Da diferença entre os que acabaram liquidados e os que foram acrescentados ao mundo do trabalho resulta que nos primeiros nove meses de 2007 foram criados 23.800 postos de trabalho. No ano anterior, segundo os dados ontem confirmados, tinham sido cerca de 37 mil.

"Existe criação de emprego, mas esta está a ser feita por via do crescimento do trabalho a termo e da destruição dos postos permanentes", resume a investigadora. "É uma tendência europeia, que o impacto da flexibilização tenderá a acentuar", frisa ao PÚBLICO o sociólogo António Casimiro Ferreira, do Centro de Estudos Sociais da Universidade de Coimbra. Para o investigador, que pertenceu à comissão de redacção do Livro Branco sobre Relações Laborais, "a ausência de um laço mais permanente entre o empregado e o empregador" é uma das características de base da flexi-segurança. O risco, segundo ele, é que se venha a operar uma "asiatização do modelo europeu".

Segundo Nádia Simões, a "grande rigidez das leis laborais" portuguesas poderá estar a contribuir para o aumento do número de contratos a prazo. A investigadora adianta, por outro lado, que esta situação poderá ser encarada como "normal" numa situação de retoma económica. Por parte dos empregadores, seria uma espécie de esperar para ver. Mas, face à crise actual, é provável que "a incerteza das empresas aumente", adverte.
Em 2006, e pelo terceiro ano consecutivo, voltou a diminuir o número de trabalhadores por conta própria: o seu peso passou de 25 por cento em 2003 para 22,7 em 2006. Em contrapartida, o peso do contingente por conta de outrem, onde alinham os contratados a prazo, passou de 73 para 75,6 por cento.

Outra característica do mundo do trabalho confirmada pelo anuário ontem divulgado: em 2006, os desempregados de longa duração passaram a representar mais de metade dos desempregados em Portugal, cujo número continuou a aumentar.

Mais diplomados
Mas nem tudo são más notícias.

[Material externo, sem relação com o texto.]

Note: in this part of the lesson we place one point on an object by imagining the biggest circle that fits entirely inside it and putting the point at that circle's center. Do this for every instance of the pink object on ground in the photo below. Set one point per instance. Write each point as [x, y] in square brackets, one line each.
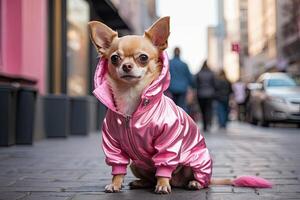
[251, 181]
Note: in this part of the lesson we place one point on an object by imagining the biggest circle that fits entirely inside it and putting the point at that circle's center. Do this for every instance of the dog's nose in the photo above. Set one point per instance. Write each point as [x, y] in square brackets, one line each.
[127, 67]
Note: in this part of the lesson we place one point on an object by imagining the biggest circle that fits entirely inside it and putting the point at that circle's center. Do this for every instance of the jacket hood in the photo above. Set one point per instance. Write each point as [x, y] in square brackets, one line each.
[152, 93]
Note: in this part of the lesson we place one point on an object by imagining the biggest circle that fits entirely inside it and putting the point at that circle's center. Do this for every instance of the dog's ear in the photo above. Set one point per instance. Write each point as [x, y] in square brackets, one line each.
[101, 36]
[159, 32]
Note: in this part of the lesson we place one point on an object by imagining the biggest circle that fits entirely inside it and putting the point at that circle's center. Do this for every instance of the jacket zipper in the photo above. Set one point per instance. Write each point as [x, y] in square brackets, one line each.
[131, 139]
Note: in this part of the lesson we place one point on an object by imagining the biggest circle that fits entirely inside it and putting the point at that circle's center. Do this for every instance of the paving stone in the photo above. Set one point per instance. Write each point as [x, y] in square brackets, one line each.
[11, 195]
[59, 169]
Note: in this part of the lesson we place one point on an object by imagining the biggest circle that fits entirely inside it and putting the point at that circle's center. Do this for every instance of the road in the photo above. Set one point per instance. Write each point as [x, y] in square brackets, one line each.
[74, 168]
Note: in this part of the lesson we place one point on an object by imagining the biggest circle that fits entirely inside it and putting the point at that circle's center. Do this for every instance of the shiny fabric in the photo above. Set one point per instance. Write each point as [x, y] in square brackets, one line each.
[158, 136]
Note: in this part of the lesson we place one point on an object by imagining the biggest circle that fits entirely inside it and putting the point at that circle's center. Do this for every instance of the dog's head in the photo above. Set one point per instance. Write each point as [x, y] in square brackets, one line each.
[131, 58]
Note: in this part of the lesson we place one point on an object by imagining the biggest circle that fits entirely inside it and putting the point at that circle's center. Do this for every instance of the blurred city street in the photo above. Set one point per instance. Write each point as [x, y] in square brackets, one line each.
[234, 67]
[74, 168]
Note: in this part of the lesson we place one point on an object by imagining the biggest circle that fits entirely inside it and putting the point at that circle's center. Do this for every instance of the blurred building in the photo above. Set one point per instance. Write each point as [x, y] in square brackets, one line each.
[288, 35]
[231, 48]
[257, 36]
[47, 40]
[261, 36]
[225, 38]
[212, 49]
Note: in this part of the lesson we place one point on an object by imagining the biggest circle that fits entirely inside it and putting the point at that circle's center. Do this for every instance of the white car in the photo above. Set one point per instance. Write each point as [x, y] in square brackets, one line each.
[275, 97]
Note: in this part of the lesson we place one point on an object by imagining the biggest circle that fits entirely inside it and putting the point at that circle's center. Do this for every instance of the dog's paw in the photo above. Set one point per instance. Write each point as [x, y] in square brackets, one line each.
[159, 189]
[163, 186]
[137, 184]
[194, 185]
[112, 188]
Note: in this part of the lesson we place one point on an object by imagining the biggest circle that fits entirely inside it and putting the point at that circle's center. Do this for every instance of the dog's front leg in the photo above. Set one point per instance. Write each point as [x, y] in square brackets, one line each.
[163, 185]
[116, 184]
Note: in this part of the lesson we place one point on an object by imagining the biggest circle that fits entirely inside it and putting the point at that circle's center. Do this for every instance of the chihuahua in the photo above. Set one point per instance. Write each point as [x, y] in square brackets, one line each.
[142, 124]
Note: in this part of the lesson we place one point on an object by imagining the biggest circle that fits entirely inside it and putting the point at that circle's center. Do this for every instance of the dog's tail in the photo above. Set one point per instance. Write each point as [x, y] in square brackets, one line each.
[244, 181]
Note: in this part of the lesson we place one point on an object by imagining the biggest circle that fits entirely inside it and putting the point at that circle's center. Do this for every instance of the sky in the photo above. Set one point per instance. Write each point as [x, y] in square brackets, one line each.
[189, 20]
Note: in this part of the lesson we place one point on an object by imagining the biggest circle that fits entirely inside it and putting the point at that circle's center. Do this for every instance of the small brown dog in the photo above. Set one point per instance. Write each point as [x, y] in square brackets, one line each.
[126, 86]
[143, 125]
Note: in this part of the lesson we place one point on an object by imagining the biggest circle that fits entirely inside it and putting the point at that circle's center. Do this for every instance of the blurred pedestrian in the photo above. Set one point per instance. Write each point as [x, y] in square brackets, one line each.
[239, 91]
[223, 91]
[181, 79]
[205, 84]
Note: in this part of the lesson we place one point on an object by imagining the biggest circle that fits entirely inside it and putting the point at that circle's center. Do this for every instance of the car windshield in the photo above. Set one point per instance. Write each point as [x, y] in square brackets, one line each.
[281, 82]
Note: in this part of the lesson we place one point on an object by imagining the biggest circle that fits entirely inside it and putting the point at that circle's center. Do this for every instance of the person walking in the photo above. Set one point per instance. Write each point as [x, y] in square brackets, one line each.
[181, 80]
[205, 84]
[223, 91]
[239, 91]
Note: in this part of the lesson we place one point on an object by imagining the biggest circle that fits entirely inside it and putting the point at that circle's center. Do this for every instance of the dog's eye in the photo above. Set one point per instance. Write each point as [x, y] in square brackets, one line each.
[115, 59]
[143, 58]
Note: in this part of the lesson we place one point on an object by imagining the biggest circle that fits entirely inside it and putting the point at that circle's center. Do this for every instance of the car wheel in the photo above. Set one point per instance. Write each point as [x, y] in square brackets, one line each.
[264, 122]
[251, 117]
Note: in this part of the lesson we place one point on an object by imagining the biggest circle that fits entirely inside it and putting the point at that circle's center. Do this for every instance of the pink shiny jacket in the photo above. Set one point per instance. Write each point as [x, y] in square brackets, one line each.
[158, 136]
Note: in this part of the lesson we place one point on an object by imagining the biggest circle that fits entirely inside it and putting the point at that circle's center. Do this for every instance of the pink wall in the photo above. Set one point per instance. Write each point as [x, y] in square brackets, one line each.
[34, 41]
[11, 36]
[24, 39]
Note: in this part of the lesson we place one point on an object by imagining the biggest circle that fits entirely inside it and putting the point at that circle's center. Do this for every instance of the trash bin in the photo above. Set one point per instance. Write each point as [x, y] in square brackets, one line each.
[8, 97]
[26, 101]
[79, 116]
[56, 115]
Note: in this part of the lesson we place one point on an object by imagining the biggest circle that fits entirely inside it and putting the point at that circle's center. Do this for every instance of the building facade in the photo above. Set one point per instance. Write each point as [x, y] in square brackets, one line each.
[48, 41]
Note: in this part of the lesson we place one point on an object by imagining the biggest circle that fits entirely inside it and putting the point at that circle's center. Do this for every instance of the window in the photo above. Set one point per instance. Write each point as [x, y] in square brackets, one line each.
[77, 47]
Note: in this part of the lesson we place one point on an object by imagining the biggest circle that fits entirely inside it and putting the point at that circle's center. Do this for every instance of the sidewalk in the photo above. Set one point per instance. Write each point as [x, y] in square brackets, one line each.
[74, 168]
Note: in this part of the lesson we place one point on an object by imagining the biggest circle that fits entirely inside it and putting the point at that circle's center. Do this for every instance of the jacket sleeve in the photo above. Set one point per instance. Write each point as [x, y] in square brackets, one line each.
[167, 145]
[202, 167]
[115, 157]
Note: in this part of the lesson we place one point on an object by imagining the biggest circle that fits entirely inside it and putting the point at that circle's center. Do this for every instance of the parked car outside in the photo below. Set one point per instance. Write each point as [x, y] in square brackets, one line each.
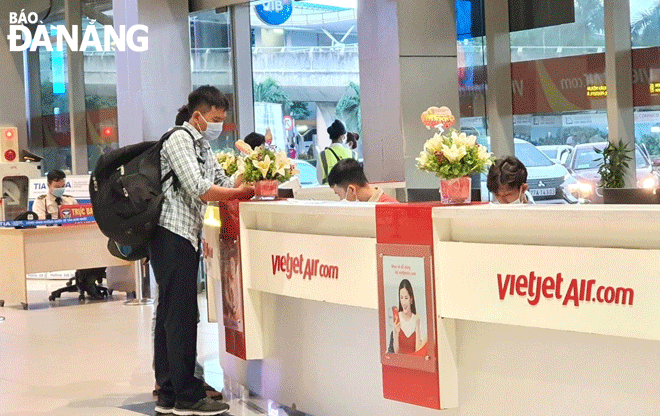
[584, 166]
[557, 153]
[547, 180]
[307, 173]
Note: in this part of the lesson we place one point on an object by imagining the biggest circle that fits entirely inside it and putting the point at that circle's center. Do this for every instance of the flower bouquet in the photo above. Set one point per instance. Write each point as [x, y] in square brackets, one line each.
[265, 168]
[453, 157]
[228, 161]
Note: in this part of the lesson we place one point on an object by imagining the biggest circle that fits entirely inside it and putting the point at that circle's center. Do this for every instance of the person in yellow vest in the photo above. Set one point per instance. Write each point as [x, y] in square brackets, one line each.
[47, 206]
[336, 151]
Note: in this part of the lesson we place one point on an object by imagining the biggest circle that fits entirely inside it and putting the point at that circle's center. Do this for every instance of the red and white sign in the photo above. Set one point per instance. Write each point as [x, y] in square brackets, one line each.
[593, 290]
[315, 267]
[288, 123]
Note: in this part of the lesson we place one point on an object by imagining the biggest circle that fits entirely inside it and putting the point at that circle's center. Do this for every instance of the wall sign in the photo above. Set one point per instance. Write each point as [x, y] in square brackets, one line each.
[274, 12]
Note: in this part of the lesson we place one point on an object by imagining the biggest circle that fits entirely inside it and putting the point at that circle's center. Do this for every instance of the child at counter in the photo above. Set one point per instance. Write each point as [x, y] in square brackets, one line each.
[348, 181]
[507, 181]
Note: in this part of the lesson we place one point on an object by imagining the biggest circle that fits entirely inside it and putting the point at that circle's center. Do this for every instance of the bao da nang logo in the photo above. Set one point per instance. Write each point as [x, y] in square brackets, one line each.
[20, 37]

O grau de escolaridade da população activa tem vindo a subir, o que pressuporá uma maior qualificação. Em 2006, entre os activos, cerca de 763 mil tinham concluído o superior (733 mil em 2005). E mais de um milhão tinham a escolaridade obrigatória (987 mil em 2005). O número de diplomados passou de 61,1 mil para 71,8 mil em seis anos, mas, devido sobretudo à diminuição da taxa de crescimento natural, os estudantes são um grupo em regressão.

Em 2006 confirmou-se também que o grau académico pode fazer a diferença: "Apenas os trabalhadores com nível igual ou superior ao ensino secundário auferiam, em média, um ganho superior ao ganho médio global", que se situou nos 907 euros.